Disaster Recovery

Implement disaster recovery strategies including RTO/RPO planning, AWS cross-region failover patterns, DR testing procedures, and automated failover scripts.

When to Use

Defining RTO and RPO targets for critical systems
Designing multi-region or multi-cloud disaster recovery architectures
Implementing automated failover and failback procedures
Conducting DR tests (tabletop, component, full failover)
Meeting compliance requirements for contingency planning (SOC 2, HIPAA, FedRAMP, ISO 27001)

RTO/RPO Planning

recovery_metrics:
  RTO:
    definition: "Recovery Time Objective - maximum acceptable downtime"
    measurement: "From incident declaration to service restoration"
    factors:
      - Failover automation maturity
      - Data replication lag
      - DNS propagation time
      - Application warm-up time
      - Verification procedures

  RPO:
    definition: "Recovery Point Objective - maximum acceptable data loss"
    measurement: "Time gap between last good backup and the incident"
    factors:
      - Backup frequency
      - Replication method (sync vs. async)
      - Transaction log shipping interval
      - Cross-region replication lag

service_tier_targets:
  tier_1_critical:
    examples: "Authentication, payment processing, core API"
    rto: "< 15 minutes"
    rpo: "< 1 minute (near-zero)"
    strategy: "Multi-site active-active or warm standby"
    replication: "Synchronous or near-synchronous"
    testing: "Quarterly failover test"

  tier_2_essential:
    examples: "Customer dashboards, reporting, notifications"
    rto: "< 1 hour"
    rpo: "< 15 minutes"
    strategy: "Warm standby or pilot light"
    replication: "Asynchronous with short interval"
    testing: "Semi-annual failover test"

  tier_3_standard:
    examples: "Internal tools, analytics, batch processing"
    rto: "< 4 hours"
    rpo: "< 1 hour"
    strategy: "Pilot light or backup and restore"
    replication: "Periodic snapshots"
    testing: "Annual failover test"

  tier_4_non_essential:
    examples: "Development environments, documentation sites"
    rto: "< 24 hours"
    rpo: "< 24 hours"
    strategy: "Backup and restore"
    replication: "Daily backups"
    testing: "Annual backup restore verification"

DR Strategies Comparison

strategies:
  backup_and_restore:
    rto: "Hours"
    rpo: "Hours (depends on backup frequency)"
    cost: "$"
    description: "Regular backups stored in DR region.
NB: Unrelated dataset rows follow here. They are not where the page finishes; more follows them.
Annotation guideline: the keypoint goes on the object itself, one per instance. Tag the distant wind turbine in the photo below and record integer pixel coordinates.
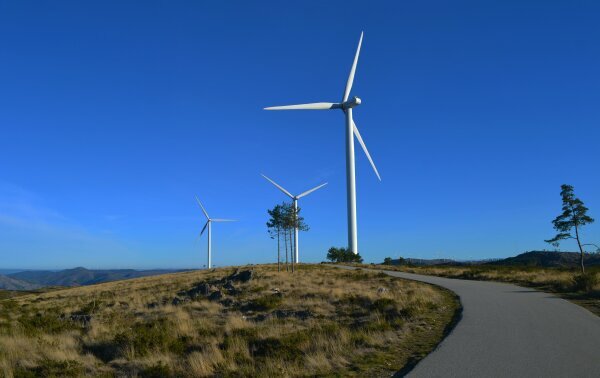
(351, 130)
(209, 221)
(295, 199)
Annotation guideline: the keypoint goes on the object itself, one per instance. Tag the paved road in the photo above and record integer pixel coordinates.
(511, 331)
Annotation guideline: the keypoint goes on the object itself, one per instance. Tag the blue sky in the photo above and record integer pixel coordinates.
(114, 114)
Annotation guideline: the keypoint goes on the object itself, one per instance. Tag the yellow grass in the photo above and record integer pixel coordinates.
(320, 320)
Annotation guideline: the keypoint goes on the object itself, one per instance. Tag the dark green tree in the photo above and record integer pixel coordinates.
(343, 255)
(275, 228)
(573, 217)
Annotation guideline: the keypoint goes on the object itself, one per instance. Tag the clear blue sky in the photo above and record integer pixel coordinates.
(113, 114)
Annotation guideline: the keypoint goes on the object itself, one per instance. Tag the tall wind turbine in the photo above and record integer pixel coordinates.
(208, 224)
(295, 199)
(346, 106)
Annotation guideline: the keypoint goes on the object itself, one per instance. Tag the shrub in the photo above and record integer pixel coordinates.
(267, 302)
(288, 347)
(343, 255)
(145, 337)
(52, 369)
(585, 282)
(34, 324)
(158, 370)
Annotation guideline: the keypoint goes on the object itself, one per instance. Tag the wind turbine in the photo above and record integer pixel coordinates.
(295, 199)
(346, 106)
(208, 224)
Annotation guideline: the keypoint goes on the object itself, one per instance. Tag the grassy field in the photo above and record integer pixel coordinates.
(567, 283)
(320, 321)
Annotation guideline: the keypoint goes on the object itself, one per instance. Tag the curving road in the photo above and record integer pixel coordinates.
(511, 331)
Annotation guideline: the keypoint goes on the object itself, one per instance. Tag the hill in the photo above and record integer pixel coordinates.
(548, 260)
(81, 276)
(318, 321)
(10, 283)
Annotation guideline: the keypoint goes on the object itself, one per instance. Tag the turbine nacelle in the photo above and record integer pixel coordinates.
(355, 101)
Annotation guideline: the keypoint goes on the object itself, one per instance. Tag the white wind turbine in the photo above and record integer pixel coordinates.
(346, 106)
(209, 221)
(295, 199)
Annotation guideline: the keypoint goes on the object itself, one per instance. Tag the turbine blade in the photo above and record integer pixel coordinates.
(203, 228)
(364, 146)
(202, 207)
(278, 186)
(311, 190)
(352, 71)
(313, 106)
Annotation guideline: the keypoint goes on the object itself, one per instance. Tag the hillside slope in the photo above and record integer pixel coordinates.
(9, 283)
(82, 276)
(318, 321)
(549, 259)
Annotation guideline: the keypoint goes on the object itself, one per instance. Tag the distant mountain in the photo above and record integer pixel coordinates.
(9, 283)
(10, 271)
(549, 259)
(81, 276)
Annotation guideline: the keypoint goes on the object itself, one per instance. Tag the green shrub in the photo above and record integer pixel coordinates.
(267, 302)
(158, 370)
(52, 369)
(343, 255)
(145, 337)
(585, 282)
(287, 347)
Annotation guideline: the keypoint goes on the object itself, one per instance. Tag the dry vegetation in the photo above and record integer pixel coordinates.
(583, 289)
(321, 321)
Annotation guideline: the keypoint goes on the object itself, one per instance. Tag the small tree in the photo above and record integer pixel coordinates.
(343, 255)
(275, 226)
(573, 217)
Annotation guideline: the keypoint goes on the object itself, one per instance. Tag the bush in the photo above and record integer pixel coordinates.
(145, 337)
(343, 255)
(158, 370)
(265, 303)
(585, 282)
(52, 369)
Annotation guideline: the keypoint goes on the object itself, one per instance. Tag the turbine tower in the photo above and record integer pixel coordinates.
(208, 224)
(346, 106)
(295, 199)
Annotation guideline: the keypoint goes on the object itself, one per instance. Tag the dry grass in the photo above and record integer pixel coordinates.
(319, 321)
(567, 283)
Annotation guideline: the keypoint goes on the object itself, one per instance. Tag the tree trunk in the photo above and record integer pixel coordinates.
(580, 249)
(285, 238)
(293, 254)
(278, 253)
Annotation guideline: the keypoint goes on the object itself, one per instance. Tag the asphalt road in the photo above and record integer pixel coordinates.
(511, 331)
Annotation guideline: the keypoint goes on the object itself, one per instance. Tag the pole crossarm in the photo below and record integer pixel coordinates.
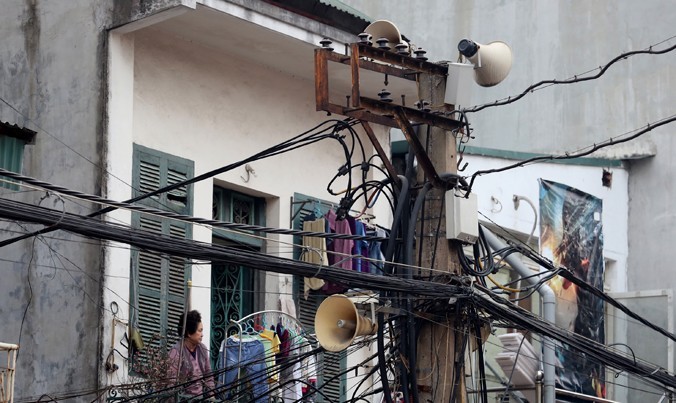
(388, 63)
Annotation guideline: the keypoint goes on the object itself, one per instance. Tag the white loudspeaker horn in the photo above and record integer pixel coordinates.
(492, 62)
(337, 323)
(385, 29)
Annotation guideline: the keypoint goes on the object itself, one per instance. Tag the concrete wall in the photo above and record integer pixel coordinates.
(52, 60)
(494, 192)
(199, 102)
(558, 41)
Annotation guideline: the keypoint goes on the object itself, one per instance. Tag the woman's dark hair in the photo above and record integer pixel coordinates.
(192, 320)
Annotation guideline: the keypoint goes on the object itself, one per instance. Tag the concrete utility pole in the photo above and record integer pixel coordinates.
(437, 340)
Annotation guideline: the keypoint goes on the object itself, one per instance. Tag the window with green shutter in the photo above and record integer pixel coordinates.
(12, 142)
(158, 282)
(233, 287)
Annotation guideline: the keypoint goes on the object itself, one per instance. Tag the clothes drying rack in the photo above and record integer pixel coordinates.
(247, 326)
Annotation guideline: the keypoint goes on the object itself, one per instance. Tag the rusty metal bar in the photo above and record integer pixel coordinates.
(418, 149)
(406, 74)
(387, 108)
(381, 153)
(321, 79)
(406, 62)
(354, 64)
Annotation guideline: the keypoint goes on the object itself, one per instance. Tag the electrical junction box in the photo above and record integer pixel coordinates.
(462, 217)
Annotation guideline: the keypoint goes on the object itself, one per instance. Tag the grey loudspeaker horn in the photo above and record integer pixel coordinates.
(385, 29)
(492, 62)
(338, 323)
Restore from backup when needed."
    aws_services:
      - "S3 cross-region replication for backups"
      - "RDS automated snapshots copied to DR region"
      - "AMI copies in DR region"
      - "Terraform/CloudFormation for infrastructure rebuild"
    pros: "Lowest cost, simplest to maintain"
    cons: "Longest recovery time, highest data loss potential"

  pilot_light:
    rto: "Minutes to hours"
    rpo: "Minutes"
    cost: "$$"
    description: "Core infrastructure running in DR region (databases replicated). Scale up compute on failover."
    aws_services:
      - "RDS cross-region read replica (always running)"
      - "S3 cross-region replication"
      - "AMIs pre-built in DR region"
      - "Auto Scaling groups at zero/minimal capacity"
    pros: "Fast database recovery, moderate cost"
    cons: "Compute scale-up adds to recovery time"

  warm_standby:
    rto: "Minutes"
    rpo: "Seconds to minutes"
    cost: "$$$"
    description: "Scaled-down but functional environment in DR region. Scale up on failover."
    aws_services:
      - "RDS cross-region read replica"
      - "ECS/EKS running at reduced capacity"
      - "Route53 health checks for automated DNS failover"
      - "Global Accelerator for traffic management"
    pros: "Fast failover, reduced risk"
    cons: "Higher baseline cost for idle resources"

  multi_site_active:
    rto: "Near-zero"
    rpo: "Near-zero"
    cost: "$$$$"
    description: "Active-active across regions. Traffic served from both regions simultaneously."
    aws_services:
      - "DynamoDB Global Tables or Aurora Global Database"
      - "Route53 latency/weighted routing"
      - "CloudFront with multi-origin"
      - "Global Accelerator"
      - "ECS/EKS in both regions"
    pros: "Minimal downtime and data loss"
    cons: "Highest cost, most complex to operate"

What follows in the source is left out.